While in Mombasa, we learned to drink Pimm’s Cup*, a cocktail that originated in England. Kenya has many British traditions stemming from the late 1800s, when the British occupied the country and established a protectorate there. A major ingredient of the drink is Pimm’s No.1, a deep golden-brown liquor named for James Pimm, owner of an English oyster bar, who created the liquor in 1859. Only six people are supposed to know precisely how it’s made. The exact ingredients and amounts are a secret known only to descendants of James Pimm and a chosen few.

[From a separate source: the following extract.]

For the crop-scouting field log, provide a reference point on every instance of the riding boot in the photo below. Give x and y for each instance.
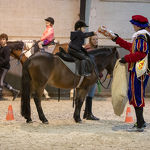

Our first Kenya trip was the beginning of new friendships and contacts that would last through the years, helping us to stay in touch with the latest developments and discoveries in the world of gems.
We took some time out from our buying trip to visit a local game reserve. As we watched the fenced-in lions and cheetahs, we heard leaves rustling overhead. We looked up and saw a huge baboon staring down at us from a tree. He apparently was not a zoo resident but a freeloading monkey who knew a good thing when he found it. What nerve we had to invade his park! A few seconds later, he was standing in front of us! We turned and ran and he took off after us with his teeth bared and screaming diabolically. Luckily, he became bored before we collapsed. If he had wanted to prove a point, he certainly did. That recreational experience with the local wildlife kept us happily at work for the rest of the trip. Work was far less dangerous.
“Throughout our stay, John’s gem expertise saved us from problems and disappointment,” Laura said. “During one visit to a local gem dealer, we were shown a large rough ‘tanzanite.’ John examined the stone and found it to be a deep purple blue scapolite, a rare and expensive gemstone -but not tanzanite. The dealer really believed it was tanzanite and he was surprised that a 28-year-old ‘kid’ knew more about stones than he did. That experience has been repeated many times in our gem travels, with John discovering the true identity of gems thought to be something else.”